After the nap, we sat in the kitchen, peeling carrots. Then we drove down the hill to the rehab center. We had dinner in Patrick’s room, and then I walked back home.

It was an excellent day. There is so much more that I could tell you, and I will, but not now. Now I must edit four chapters of “Myths of the Tribe,” second edition. The World’s Most Patient Writer has been waiting for me to finish this job since last fall.

Love, Sadie

PS The figure above is by the artist Marion Lent. You can see more of her work on her website, It is one of many works of art, including several by Vermont artists, that will make our new apartment a special place. I named this one "Lulu." Here he is standing on the microwave in our kitchen. He moves around a lot.

Monday, March 25, 2019

And Then Angels Appeared

Today I woke up in fear because I had to go to Castorama to buy bathroom tile. I am not a good shopper under the best of circumstances. If I had to rate myself as a shopper, I would give myself a D-minus. I get buyer's remorse before I even buy anything. The idea that I might regret my purchase as soon as I get home is petrifying. And bathroom tile is pretty hard to return.
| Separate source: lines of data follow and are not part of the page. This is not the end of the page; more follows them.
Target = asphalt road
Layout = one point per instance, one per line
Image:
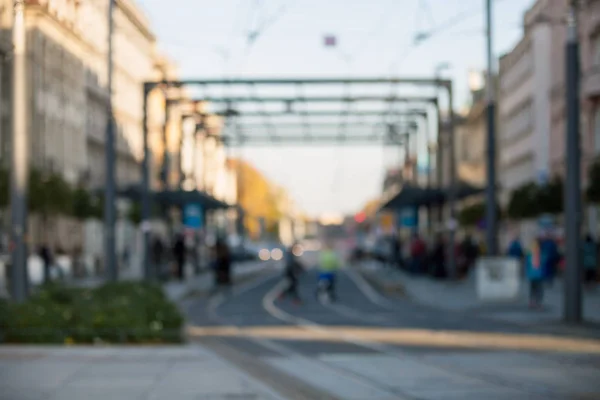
(368, 346)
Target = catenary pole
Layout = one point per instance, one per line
(572, 194)
(19, 171)
(110, 190)
(491, 217)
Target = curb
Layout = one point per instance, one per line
(192, 291)
(396, 288)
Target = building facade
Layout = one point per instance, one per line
(527, 76)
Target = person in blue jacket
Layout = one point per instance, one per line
(540, 262)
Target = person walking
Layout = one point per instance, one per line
(541, 261)
(222, 263)
(293, 270)
(179, 255)
(329, 263)
(590, 260)
(47, 260)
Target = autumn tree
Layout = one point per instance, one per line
(258, 196)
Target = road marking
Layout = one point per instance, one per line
(269, 305)
(372, 294)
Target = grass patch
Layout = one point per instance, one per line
(123, 312)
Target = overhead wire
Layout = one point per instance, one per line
(421, 37)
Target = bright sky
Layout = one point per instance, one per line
(375, 38)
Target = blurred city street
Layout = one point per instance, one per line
(369, 346)
(279, 199)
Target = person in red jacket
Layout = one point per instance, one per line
(418, 253)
You don't want to buy a bunch of bathroom tile and decide you made the wrong choice. I also had to buy kitchen appliances.
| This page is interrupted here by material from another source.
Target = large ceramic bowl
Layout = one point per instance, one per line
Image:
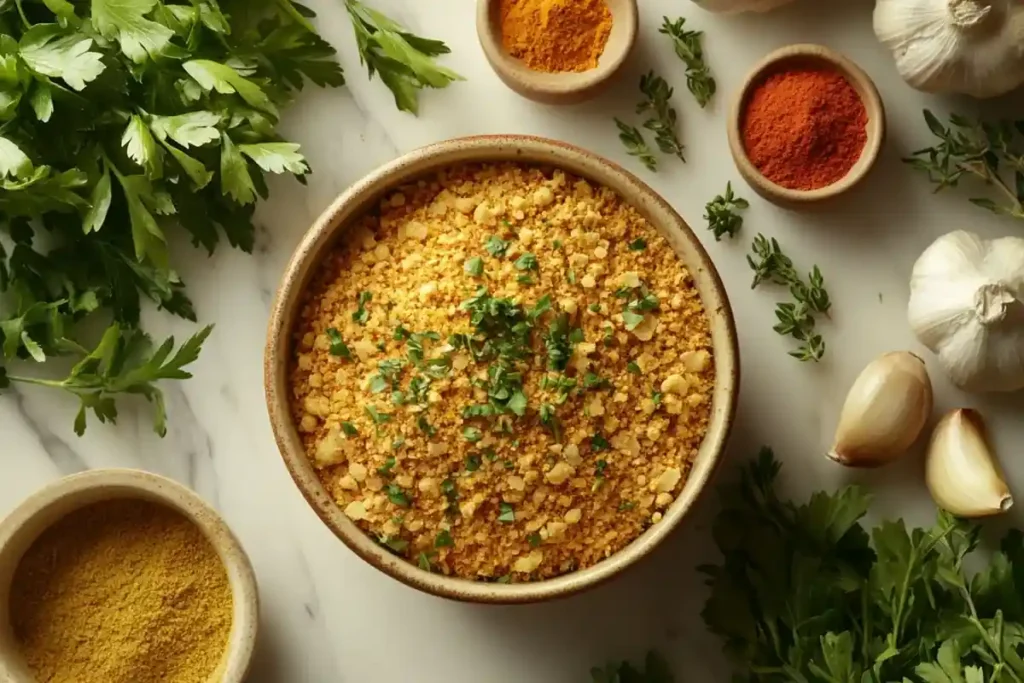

Factor in that I am a lifelong renter. Renters do not make home improvements. If a renter wants to improve her home, she moves.

Factor in, too, that these renovations are being financed by my husband, who is still recovering from a catastrophic illness and unable to participate in the shopping spree. So while I hope my decorating decisions will meet with his approval, I can't be sure. But since this is the first home he has ever owned, and he is really looking forward to living in it, I really really want to get it right.

The first bit of advice Patrick gave me, way back in early February, was that he didn't have a budget. I had no idea how much money he expected me to spend, or what he expected me to spend it on, besides a stove, a couple of kitchen cabinets, and some paint. I decided to wait.

While I was waiting for him to revive enough to take an interest in the new flat, I fixed it up so that it was comfortable. The kitchen didn't have an oven yet, but that was okay. We lived without an oven for two years in Arusha, and for one year in Westfield. I barely noticed that we didn't have one.

I was just getting settled when Helene popped in to hurry things along. "But Helene," I said, "there is really no hurry. If we start now, Patrick will come home to a big mess. I want his homecoming to be restful. We can do the renovations later." The next thing I knew, I was picking out bathroom tile with Mr. Timinsky, our Polish contractor, and two friends.

Mr. T kinda of shook his head when he saw us coming, three women to do the job of one. No doubt he figured we would discuss floor tiles for the rest of the afternoon. But Mary and DeeDee were brilliant. They knew all about bathroom tiles, kitchen stoves, and whatnot. They whipped up and down the aisles, explaining to me what I would or wouldn't like. I barely even had to think. Never once did I consider throwing myself onto the parquet and crying, "Enough! You decide! Anything but Hospital White or Cemetery Gray!" I actually had fun. 

Sometimes miracles happen.

Oddly, my cell phone died as soon as I entered the store. I managed to send Patrick one little photo of a piece of parquet flottant before it quit.

Above: DeeDee and Mary discuss flooring with Mr. Timinsky, our contractor.